I was kidding around with my fiance the other day telling her I'm going to tear down my newly completed 10' X 14' X 33" HO around the room layout and rebuild it in N scale. She came back with why not just put an N scale layout in the middle of the room.

Well I just checked for the heck of it but I could put a nice little 15" X 4' switching layout right in the middle of the room. 

Am I crazy or would this work with that much room ? That is leaving a 24" walkway all the way around it also. I'm using a NCE DCC so I could just expand that to both layouts I think too.

Need some opinions on this idea to help me decide.

Thanks
David


----------



## flyboy2610 (Jan 20, 2010)

We're all crazy. That's why we're _here!!_:laugh:


----------



## shaygetz (Sep 23, 2007)

Why not?


----------



## DonR (Oct 18, 2012)

Nothing wrong with a layout in the middle of the room, but you do give up
that appearance of trains running on a 'more distant' track.

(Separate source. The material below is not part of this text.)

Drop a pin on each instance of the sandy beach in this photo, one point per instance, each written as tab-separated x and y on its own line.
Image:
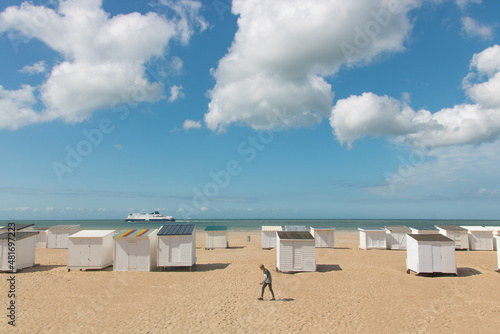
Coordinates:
366	291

I made the mistake of leaving only about 18" for an 'aisle'
in one part of my layout. I can't even turn around in that.

Make sure, if you go the center room route, that your passage
ways will permit you to move without brushing against buildings
and other layout parts.

Don


----------



## fcwilt (Sep 27, 2013)

Lie down for a bit - perhaps this madness will pass.


----------



## CTValleyRR (Jul 26, 2014)

Why not? You can never have too many layouts. I have my layout (granted in an unfinished state), my son's (also undergoing major modification), and as of last count, 3 dioramas (non-operating) that I made to experiment with various scenery techniques.

You could pass a set of bus wires from the main layout underneath a piece of carpet or foam padding to avoid a trip hazard. I think your NCE system should be able to handle that just fine.


----------



## fcwilt (Sep 27, 2013)

CTValleyRR said:


> Why not? You can never have too many layouts.

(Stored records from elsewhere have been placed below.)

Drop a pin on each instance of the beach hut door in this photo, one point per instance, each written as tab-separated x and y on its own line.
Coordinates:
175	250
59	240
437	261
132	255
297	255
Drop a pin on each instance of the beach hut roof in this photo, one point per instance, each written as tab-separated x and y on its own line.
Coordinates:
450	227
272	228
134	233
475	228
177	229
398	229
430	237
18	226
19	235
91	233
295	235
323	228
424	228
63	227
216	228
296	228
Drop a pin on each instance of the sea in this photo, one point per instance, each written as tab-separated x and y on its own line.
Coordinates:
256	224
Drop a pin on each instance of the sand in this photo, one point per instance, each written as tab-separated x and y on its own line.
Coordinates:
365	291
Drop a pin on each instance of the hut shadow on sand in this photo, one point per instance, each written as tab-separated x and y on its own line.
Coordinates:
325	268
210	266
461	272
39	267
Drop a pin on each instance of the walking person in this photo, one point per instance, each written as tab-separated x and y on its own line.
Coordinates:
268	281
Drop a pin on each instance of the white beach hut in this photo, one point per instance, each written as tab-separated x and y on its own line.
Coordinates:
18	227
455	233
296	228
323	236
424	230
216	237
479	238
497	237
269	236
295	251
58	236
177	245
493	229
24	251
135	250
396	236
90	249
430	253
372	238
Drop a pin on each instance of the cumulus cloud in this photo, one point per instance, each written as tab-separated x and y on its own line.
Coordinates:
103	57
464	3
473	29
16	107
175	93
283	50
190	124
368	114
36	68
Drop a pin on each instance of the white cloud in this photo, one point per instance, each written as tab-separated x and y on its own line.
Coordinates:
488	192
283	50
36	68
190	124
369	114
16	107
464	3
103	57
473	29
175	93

It depends on how much free time you have, how much money to spend on the hobby and if you want a layout that makes folks say "wow!".


----------



## CTValleyRR (Jul 26, 2014)

fcwilt said:


> It depends on how much free time you have, how much money to spend on the hobby and if you want a layout that makes folks say "wow!".


And yet I work full time, am an Assistant Scoutmaster with a local Boy Scout troop, and am on a very limited budget due to current and pending college tuition payments. I find the time, although I sometimes have to wait a few months for the budget to catch up.

Does my layout make people go "wow"? Don't know.... and don't really care. That's not it's purpose -- it's purpose is so that I can have fun, often with my youngest son -- and for that it is more than sufficient. But part of the fun for us is in the creative process -- building, painting, and adding scenery or details, so we'd just as soon not come to the end of that road.


----------



## A&NRR (Aug 2, 2015)

I agree with Don, make sure you have plenty of room to move around your layout, especially during building. My last layout several years ago, I had 24" wide aisles in some areas and hated it. I personally like 3' walkways you have room to move without looking like Godzilla stalking the landscape.


----------